His defense was unlikely to dispel the notion shared by many in Pakistan that the emergency - launched ahead of a Supreme Court ruling that could have nixed his plans to serve another five-year term - was motivated by his own determination to stay in power.
Adding to their concerns was an announcement by the attorney-general Sunday that military courts could now try civilians on charges ranging from treason to inciting public unrest. That could, in theory, include those who organize protests against Musharraf's military-led government.
Bhutto said she was determined to go ahead with a 300-kilometer (185-mile) march from the eastern city of Lahore to the capital on Tuesday. Thousands of her supporters were expected to take part.
The United States and other Western allies have urged Musharraf to hold crucial parliamentary polls on schedule, and said they were pleased at news they would not be delayed. Earlier, the government said the vote could be pushed back by up to a year.
U.S. Secretary of State Condoleezza Rice expressed concern that Musharraf - considered a close ally in Washington 's so-called war on terror - had not set a time limit for restoring citizens' rights.
"It's not a perfect situation," she said, though two Democratic presidential hopefuls were more forceful.
Joe Biden, chairman of the Senate Foreign Relations Committee, said elections would be a "sham" without an end to the state of emergency. His rival, Bill Richardson, U.N. ambassador in the Clinton administration, said "you can't have democracy halfway."
Musharraf defended the dismissal of independent-minded Chief Justice Iftikhar Mohammed Chaudhry and many of his Supreme Court colleagues - who had emerged this year as the only real check on his power - as necessary for the government to function smoothly and fight Islamic militants.
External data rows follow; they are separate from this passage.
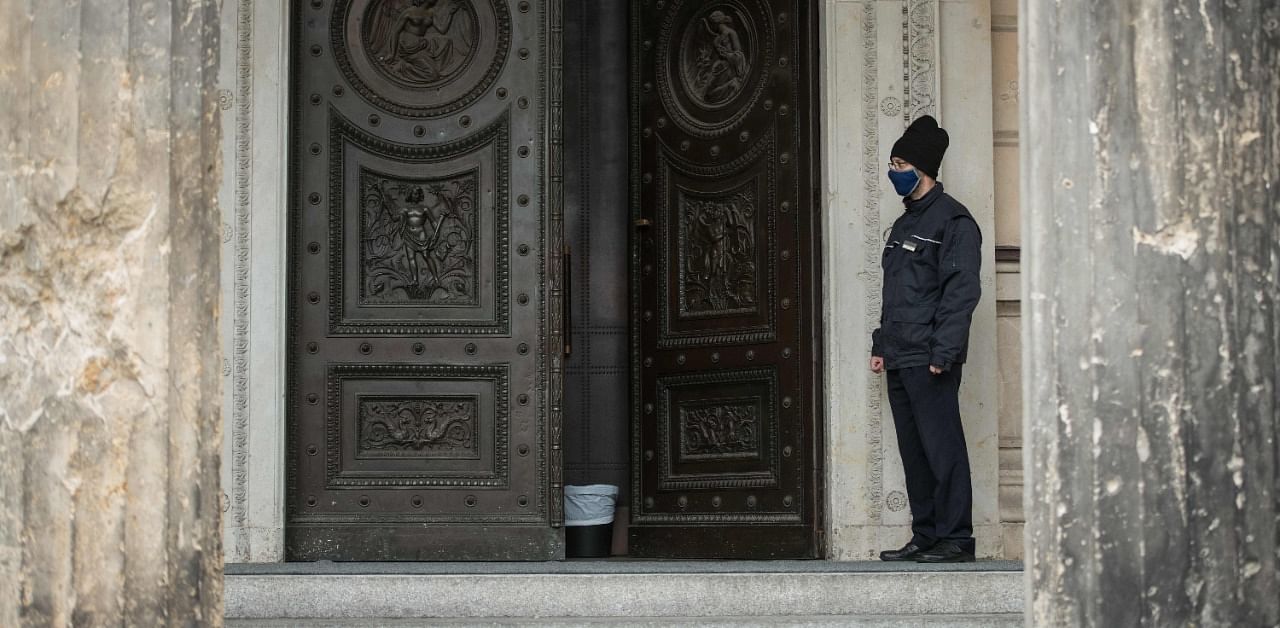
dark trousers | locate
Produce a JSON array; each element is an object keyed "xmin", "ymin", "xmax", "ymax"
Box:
[{"xmin": 887, "ymin": 365, "xmax": 974, "ymax": 553}]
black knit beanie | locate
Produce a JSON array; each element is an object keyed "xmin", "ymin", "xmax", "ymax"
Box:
[{"xmin": 890, "ymin": 115, "xmax": 951, "ymax": 179}]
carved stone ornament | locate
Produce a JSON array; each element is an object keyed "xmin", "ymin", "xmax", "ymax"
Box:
[
  {"xmin": 330, "ymin": 0, "xmax": 511, "ymax": 118},
  {"xmin": 358, "ymin": 396, "xmax": 477, "ymax": 455},
  {"xmin": 680, "ymin": 188, "xmax": 756, "ymax": 315},
  {"xmin": 678, "ymin": 4, "xmax": 758, "ymax": 109},
  {"xmin": 655, "ymin": 0, "xmax": 773, "ymax": 138},
  {"xmin": 680, "ymin": 398, "xmax": 762, "ymax": 460},
  {"xmin": 360, "ymin": 170, "xmax": 479, "ymax": 306},
  {"xmin": 362, "ymin": 0, "xmax": 477, "ymax": 88}
]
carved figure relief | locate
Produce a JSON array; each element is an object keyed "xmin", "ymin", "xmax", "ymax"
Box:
[
  {"xmin": 680, "ymin": 5, "xmax": 753, "ymax": 109},
  {"xmin": 680, "ymin": 399, "xmax": 759, "ymax": 459},
  {"xmin": 358, "ymin": 398, "xmax": 476, "ymax": 455},
  {"xmin": 680, "ymin": 191, "xmax": 756, "ymax": 315},
  {"xmin": 364, "ymin": 0, "xmax": 476, "ymax": 87},
  {"xmin": 329, "ymin": 0, "xmax": 513, "ymax": 118},
  {"xmin": 360, "ymin": 170, "xmax": 477, "ymax": 306}
]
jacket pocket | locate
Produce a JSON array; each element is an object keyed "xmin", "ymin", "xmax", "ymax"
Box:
[{"xmin": 884, "ymin": 306, "xmax": 934, "ymax": 353}]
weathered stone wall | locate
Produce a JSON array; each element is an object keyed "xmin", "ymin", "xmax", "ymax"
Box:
[
  {"xmin": 1021, "ymin": 0, "xmax": 1280, "ymax": 627},
  {"xmin": 0, "ymin": 0, "xmax": 221, "ymax": 627}
]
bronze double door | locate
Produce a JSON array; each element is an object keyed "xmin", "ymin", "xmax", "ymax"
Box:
[{"xmin": 285, "ymin": 0, "xmax": 820, "ymax": 560}]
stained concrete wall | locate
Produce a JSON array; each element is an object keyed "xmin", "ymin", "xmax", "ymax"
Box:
[
  {"xmin": 1021, "ymin": 0, "xmax": 1280, "ymax": 627},
  {"xmin": 0, "ymin": 0, "xmax": 221, "ymax": 627}
]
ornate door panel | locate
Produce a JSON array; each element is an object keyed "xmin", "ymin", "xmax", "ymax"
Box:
[
  {"xmin": 631, "ymin": 0, "xmax": 822, "ymax": 558},
  {"xmin": 293, "ymin": 0, "xmax": 563, "ymax": 560}
]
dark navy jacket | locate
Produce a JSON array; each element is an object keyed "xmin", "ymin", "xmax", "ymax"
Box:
[{"xmin": 872, "ymin": 183, "xmax": 982, "ymax": 370}]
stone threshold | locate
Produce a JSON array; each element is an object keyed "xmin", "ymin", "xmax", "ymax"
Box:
[{"xmin": 225, "ymin": 560, "xmax": 1024, "ymax": 619}]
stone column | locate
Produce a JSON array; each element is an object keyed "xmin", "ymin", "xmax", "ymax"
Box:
[
  {"xmin": 1021, "ymin": 0, "xmax": 1280, "ymax": 625},
  {"xmin": 0, "ymin": 0, "xmax": 221, "ymax": 627}
]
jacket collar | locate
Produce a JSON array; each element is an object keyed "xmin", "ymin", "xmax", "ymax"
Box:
[{"xmin": 902, "ymin": 182, "xmax": 942, "ymax": 214}]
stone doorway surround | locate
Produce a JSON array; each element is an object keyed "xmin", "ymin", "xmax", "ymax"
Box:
[{"xmin": 219, "ymin": 0, "xmax": 1002, "ymax": 563}]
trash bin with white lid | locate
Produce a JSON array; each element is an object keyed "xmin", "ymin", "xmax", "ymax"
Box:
[{"xmin": 564, "ymin": 483, "xmax": 618, "ymax": 558}]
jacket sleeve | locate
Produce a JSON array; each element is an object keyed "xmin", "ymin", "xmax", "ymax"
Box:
[{"xmin": 929, "ymin": 216, "xmax": 982, "ymax": 371}]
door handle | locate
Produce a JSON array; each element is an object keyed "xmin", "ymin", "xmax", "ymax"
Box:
[{"xmin": 561, "ymin": 244, "xmax": 573, "ymax": 358}]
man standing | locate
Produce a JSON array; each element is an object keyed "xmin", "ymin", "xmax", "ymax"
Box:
[{"xmin": 870, "ymin": 115, "xmax": 982, "ymax": 563}]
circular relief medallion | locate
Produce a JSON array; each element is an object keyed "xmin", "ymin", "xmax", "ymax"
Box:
[
  {"xmin": 332, "ymin": 0, "xmax": 511, "ymax": 118},
  {"xmin": 658, "ymin": 0, "xmax": 773, "ymax": 137}
]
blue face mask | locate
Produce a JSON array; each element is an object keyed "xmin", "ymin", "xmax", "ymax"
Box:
[{"xmin": 888, "ymin": 168, "xmax": 920, "ymax": 196}]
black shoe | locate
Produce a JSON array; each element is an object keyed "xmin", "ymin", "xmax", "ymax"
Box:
[
  {"xmin": 913, "ymin": 541, "xmax": 974, "ymax": 563},
  {"xmin": 881, "ymin": 542, "xmax": 928, "ymax": 560}
]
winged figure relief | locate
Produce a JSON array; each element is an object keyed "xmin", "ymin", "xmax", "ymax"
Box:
[
  {"xmin": 365, "ymin": 0, "xmax": 476, "ymax": 86},
  {"xmin": 362, "ymin": 179, "xmax": 476, "ymax": 304}
]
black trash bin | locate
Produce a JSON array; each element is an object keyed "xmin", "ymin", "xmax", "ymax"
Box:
[{"xmin": 564, "ymin": 483, "xmax": 618, "ymax": 558}]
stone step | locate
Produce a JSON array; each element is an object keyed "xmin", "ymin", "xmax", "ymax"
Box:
[
  {"xmin": 225, "ymin": 561, "xmax": 1024, "ymax": 625},
  {"xmin": 227, "ymin": 614, "xmax": 1024, "ymax": 628}
]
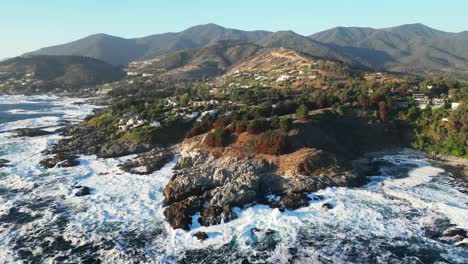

He also declared the current parliament would be dissolved in the coming week, and that Pakistan would invite international observers to scrutinize the vote.
In refusing to commit to a date for lifting the emergency, he argued, it "contributes toward better law and order and a better fight against terrorism."
That drew sharp criticism from opposition parties.
Liaqat Baloch, secretary general of Pakistan's most popular Islamic party, Jamaat-e-Islami, said they were strongly considering boycotting the elections. "If there is an emergency and no constitution, it is impossible to have free and fair elections," he told The Associated Press.
Ameer ul-Azeem, spokesman for a broader coalition of hard-line parties, including the JI, said they would meet soon to decide whether to pull out of the polls and would appeal to Bhutto to join them to ensure the restoration of democracy.
Bhutto - who had been considering forming a pro-Western alliance with Musharraf before his emergency order - has yet to comment on what position her Pakistan People's Party would take.